Carney and the UK housing boom
06-10-2014
BoE needs to signal how it will contain house-price growth
With one year to go before the next general election, David Cameron’s government is enjoying a remarkable rush of good news on the economy.
Economic output has increased by more than 3 per cent over the past year, its fastest rate of growth since the crisis. Unemployment has fallen quicker than most economists had forecast, with the jobless rate in the first three months of this year down to 6.8 per cent. Real wages are on the rise for the first time since 2010, signalling that living standards are finally improving for some Britons.
But while all this spells good news for the government, it has brought new challenges for Mark Carney, governor of the Bank of England. As the recovery gains momentum, Mr Carney and the Bank’s Monetary Policy Committee are under pressure to decide whether – and when – they will raise interest rate to keep inflation in check.
At the same time, Mr Carney needs to address the phenomenon most likely to derail the UK recovery: the housing-market boom in London and the South East.
Delivering his latest assessment of the health of the economy on Wednesday, Mr Carney effectively scotched any chance of an interest rate rise this year. The governor acknowledged that the UK has “edged close to the point at which [the] bank rate will need gradually to rise”. But he ruled out an early tightening of monetary policy, warning the economy has only just started to “head back towards normal”.
The BoE gave a convincing explanation for its caution over raising rates.

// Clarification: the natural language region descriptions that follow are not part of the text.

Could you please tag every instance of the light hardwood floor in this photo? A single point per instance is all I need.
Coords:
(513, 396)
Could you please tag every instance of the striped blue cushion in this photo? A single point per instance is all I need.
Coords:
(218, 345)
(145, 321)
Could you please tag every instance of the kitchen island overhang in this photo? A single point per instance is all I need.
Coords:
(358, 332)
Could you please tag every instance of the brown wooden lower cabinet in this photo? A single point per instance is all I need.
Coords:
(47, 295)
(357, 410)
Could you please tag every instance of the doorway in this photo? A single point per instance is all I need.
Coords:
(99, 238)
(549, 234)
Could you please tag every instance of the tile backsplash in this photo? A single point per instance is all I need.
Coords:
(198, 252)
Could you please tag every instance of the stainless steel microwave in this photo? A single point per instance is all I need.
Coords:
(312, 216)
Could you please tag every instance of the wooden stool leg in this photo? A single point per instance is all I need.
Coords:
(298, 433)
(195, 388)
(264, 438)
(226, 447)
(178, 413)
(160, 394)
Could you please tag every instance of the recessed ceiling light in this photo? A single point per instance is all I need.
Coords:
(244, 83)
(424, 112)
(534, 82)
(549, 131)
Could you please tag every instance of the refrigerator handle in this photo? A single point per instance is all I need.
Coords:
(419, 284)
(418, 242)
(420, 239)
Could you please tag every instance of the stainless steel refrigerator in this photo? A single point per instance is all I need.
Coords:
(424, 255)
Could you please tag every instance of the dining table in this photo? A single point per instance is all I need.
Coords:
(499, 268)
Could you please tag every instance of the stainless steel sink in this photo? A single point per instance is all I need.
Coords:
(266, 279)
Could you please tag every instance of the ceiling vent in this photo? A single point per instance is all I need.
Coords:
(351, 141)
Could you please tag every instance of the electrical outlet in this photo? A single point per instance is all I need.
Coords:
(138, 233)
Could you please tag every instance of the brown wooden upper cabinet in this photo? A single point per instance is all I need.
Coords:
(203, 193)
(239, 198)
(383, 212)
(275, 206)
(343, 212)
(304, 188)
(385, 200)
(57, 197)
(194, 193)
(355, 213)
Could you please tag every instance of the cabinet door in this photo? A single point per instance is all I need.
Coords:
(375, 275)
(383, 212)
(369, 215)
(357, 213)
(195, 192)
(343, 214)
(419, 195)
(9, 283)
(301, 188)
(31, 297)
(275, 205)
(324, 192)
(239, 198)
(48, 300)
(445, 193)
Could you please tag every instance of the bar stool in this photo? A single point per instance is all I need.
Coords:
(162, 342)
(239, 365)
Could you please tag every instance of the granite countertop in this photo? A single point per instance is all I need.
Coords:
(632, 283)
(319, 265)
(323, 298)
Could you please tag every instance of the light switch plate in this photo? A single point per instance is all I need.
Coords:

The lack of any pickup in productivity is clearly worrying. But this is set against other factors. While unemployment is falling fast, the 6.8 per cent jobless rate remains high when set against the long-term trend in the UK. Both this – and the number of people saying they want to work longer hours – suggests there is still some slack in the jobs market. At 1.6 per cent in March, inflation was still below the BoE’s 2 per cent target.
The BoE’s stance on house prices gives more cause for concern. House prices in London have risen by an average of nearly 18 per cent in the past year, boosted by the government’s ill-judged Help to Buy scheme. The BoE is clearly concerned about this, saying that “new lending at high loan to income ratios has surpassed pre-crisis levels, particularly for high value properties”. However, Mr Carney is somewhat reticent in spelling out what action the BoE might take if fears of a bubble intensify.
The governor said on Wednesday that a rise in interest rates would be his “last line of defence” against a growing housing-market risk. But there are other tools at his disposal. Last year George Osborne, the chancellor, gave the BoE’s Financial Policy Committee the green light to examine the government’s Help to Buy scheme annually. The FPC could take a range of actions to cool the housing market, including capping mortgages via loan-to-value or loan-to-income ratios.
At its meeting next month the committee, which is chaired by the governor, should spell out publicly in what circumstances it would use these and other tools to curb the rise in prices. At the very least, this would warn the public that more restrictive policies on housing may be on the horizon.
Mr Carney has stated repeatedly that the BoE cannot set policy on the basis of economic developments in one UK region. And he is in the unenviable position of having to contemplate restraining a flagship government policy in the final year before an election.
However, if the governor fails to take action to curb house-price rises soon, he may end up being forced to cool the market by using the much blunter instrument of an interest-rate rise.